Whilst Harker and Ellis had
been speaking, Von Spektr had taken a quick dash back up the avenue to glance
at the statues and now he was marching back with such a look of determination
that all Ellis could do was trail off and watch. The old philosopher approach the first load
of jars, smashed the one which resembled a velocignath and another with a head
like a Grinder, then, picking two pieces of twisted metal from the eggshell
remains, pushed them together to form a key.
The key went into one of the locks (the symbol above it resembled a
cross between an ampersand and a drawing by Picasso) and there was a solid
click, followed by a series of rhythmic thunks, but the Former Baron was not
hanging around. He was already striding
across the doorway to the other jars, smashing another two (Ellis thought one
was some kind of bird), formed a second key and clicked it into it’s equally unintelligible
lock.
Click. Thunk, thunk, thunk, thunk.
The doors started to open.
“But…” Ellis began.
“How on Shadow did you…?”
Harker continued.
“I’m not sure I even want to
know…” muttered Gulliver.
“Oh, it was quite simple,
really,” the Former Baron said with one of his enthusiastic, thin smiles, “it’s
all based on a well-known fable from Dunewall, of course, about a merchant
(whose patron deity resembles a velocignath, for obvious reasons) who chases a
golden treasurebeak to an oasis in a deserted part of the city, but what he
doesn’t know is that that same oasis is the preferred mating spot of a pod of
Grinders and then-”
“Yes, I see it now,” said
Ellis.
“Of course,” added Harker.
“I definitely don’t want to
know…” muttered Gulliver.
“Well, the doors are open now,
anyway,” the Former Baron said, with just a hint of huffiness, “so I suppose we’d
better find out if this obelisk thing is all it’s cracked up to be.”

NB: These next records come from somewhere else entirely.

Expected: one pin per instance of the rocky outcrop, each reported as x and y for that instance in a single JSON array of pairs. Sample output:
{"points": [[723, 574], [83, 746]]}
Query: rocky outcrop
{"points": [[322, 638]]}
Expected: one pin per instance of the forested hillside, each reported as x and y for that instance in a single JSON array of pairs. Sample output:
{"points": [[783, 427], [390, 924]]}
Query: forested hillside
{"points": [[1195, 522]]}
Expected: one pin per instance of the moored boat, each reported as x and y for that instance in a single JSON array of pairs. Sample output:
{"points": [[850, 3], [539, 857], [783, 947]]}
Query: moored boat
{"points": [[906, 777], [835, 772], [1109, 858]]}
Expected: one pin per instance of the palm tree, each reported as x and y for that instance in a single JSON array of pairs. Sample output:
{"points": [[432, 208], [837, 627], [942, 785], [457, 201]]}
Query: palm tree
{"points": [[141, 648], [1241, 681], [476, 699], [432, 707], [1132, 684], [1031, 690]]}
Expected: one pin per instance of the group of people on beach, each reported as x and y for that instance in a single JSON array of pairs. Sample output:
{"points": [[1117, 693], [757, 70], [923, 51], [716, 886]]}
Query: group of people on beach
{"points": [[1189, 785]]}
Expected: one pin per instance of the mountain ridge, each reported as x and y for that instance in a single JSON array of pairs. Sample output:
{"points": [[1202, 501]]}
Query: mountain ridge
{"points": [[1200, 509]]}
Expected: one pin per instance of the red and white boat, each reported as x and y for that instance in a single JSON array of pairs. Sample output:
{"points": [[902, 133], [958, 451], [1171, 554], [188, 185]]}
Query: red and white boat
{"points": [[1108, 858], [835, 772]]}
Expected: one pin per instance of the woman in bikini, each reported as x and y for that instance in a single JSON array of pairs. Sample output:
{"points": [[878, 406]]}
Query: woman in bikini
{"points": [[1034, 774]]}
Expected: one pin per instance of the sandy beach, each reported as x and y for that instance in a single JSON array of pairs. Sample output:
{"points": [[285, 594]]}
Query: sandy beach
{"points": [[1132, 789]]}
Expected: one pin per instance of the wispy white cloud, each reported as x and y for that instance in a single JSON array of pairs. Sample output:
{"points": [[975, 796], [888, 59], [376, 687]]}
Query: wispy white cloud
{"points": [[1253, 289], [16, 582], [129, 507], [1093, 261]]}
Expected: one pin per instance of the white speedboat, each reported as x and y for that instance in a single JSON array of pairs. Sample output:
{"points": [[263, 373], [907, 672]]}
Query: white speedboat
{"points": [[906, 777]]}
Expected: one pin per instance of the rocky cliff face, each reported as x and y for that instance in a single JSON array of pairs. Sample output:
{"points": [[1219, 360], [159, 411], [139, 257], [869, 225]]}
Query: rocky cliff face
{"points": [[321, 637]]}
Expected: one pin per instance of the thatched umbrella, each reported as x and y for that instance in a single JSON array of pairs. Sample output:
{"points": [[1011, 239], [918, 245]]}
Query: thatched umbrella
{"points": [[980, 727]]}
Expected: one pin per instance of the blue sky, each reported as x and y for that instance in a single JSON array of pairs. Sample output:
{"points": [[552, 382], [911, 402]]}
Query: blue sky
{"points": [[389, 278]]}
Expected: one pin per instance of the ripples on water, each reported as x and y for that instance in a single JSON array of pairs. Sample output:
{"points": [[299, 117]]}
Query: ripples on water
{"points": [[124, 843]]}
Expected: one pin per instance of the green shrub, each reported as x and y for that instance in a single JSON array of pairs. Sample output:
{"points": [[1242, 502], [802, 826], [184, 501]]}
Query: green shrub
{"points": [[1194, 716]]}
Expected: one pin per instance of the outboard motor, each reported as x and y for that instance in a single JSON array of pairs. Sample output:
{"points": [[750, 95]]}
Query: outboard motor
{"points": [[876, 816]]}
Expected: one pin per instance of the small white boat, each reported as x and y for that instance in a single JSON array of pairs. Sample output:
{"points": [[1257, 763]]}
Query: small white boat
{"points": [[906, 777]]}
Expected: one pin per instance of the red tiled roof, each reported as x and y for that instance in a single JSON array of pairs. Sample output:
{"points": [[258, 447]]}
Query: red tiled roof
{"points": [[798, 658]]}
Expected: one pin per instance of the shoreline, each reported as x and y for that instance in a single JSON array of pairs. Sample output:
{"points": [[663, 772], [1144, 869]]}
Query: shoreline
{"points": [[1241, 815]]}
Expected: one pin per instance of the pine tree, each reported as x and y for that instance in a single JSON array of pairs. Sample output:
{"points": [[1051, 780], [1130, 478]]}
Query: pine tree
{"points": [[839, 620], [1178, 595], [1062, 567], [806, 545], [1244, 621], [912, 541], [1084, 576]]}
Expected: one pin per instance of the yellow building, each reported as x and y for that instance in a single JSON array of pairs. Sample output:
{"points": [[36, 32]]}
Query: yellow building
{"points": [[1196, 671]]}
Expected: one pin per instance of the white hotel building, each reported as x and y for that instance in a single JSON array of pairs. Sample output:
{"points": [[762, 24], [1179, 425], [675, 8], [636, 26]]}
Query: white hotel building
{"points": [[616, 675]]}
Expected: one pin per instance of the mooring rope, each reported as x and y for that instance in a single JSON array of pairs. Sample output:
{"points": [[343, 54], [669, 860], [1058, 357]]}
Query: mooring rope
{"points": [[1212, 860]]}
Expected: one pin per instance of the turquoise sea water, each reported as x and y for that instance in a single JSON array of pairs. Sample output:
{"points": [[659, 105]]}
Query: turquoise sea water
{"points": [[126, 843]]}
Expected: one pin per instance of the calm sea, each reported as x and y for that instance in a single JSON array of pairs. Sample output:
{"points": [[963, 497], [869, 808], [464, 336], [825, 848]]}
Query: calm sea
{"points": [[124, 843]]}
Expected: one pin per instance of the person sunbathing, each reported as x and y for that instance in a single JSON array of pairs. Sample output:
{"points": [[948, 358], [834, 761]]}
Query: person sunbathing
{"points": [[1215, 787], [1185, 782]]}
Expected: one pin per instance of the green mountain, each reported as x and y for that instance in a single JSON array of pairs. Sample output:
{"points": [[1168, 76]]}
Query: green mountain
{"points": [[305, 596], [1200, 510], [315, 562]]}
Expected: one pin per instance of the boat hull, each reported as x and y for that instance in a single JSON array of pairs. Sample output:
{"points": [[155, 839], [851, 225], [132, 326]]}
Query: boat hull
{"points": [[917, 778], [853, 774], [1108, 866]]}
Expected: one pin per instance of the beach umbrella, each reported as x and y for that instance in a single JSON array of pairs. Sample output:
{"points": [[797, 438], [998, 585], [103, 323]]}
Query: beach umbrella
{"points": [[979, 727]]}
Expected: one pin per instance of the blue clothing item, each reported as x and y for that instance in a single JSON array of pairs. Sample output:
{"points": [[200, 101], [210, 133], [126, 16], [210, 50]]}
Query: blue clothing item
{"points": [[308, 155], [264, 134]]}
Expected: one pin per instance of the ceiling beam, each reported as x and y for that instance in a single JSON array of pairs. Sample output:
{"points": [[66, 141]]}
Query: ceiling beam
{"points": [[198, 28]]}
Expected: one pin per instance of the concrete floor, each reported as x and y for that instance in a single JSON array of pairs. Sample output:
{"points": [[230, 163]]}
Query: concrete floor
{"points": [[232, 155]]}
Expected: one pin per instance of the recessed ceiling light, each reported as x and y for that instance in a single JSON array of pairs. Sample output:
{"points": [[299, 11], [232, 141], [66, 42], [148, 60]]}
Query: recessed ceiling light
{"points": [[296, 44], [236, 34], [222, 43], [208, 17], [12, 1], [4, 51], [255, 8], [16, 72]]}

For once, everyone agreed, but
it was decided that it would be best if only a handful went in to the actual
chamber of the obelisk, not least because the Former Baron was complaining of not
being able to think with so many pirates grumbling around him. So, the party which ventured forth through
the massive doors consisted of the Former Baron, Lord Blood Dragon (who, as was
his habit, had been watching in silence from the back), Gulliver and Ellis.
Together they stepped through
into the chamber beyond, and then the doors shut with a suddenness that took
them all by surprise, and they were plunged into darkness.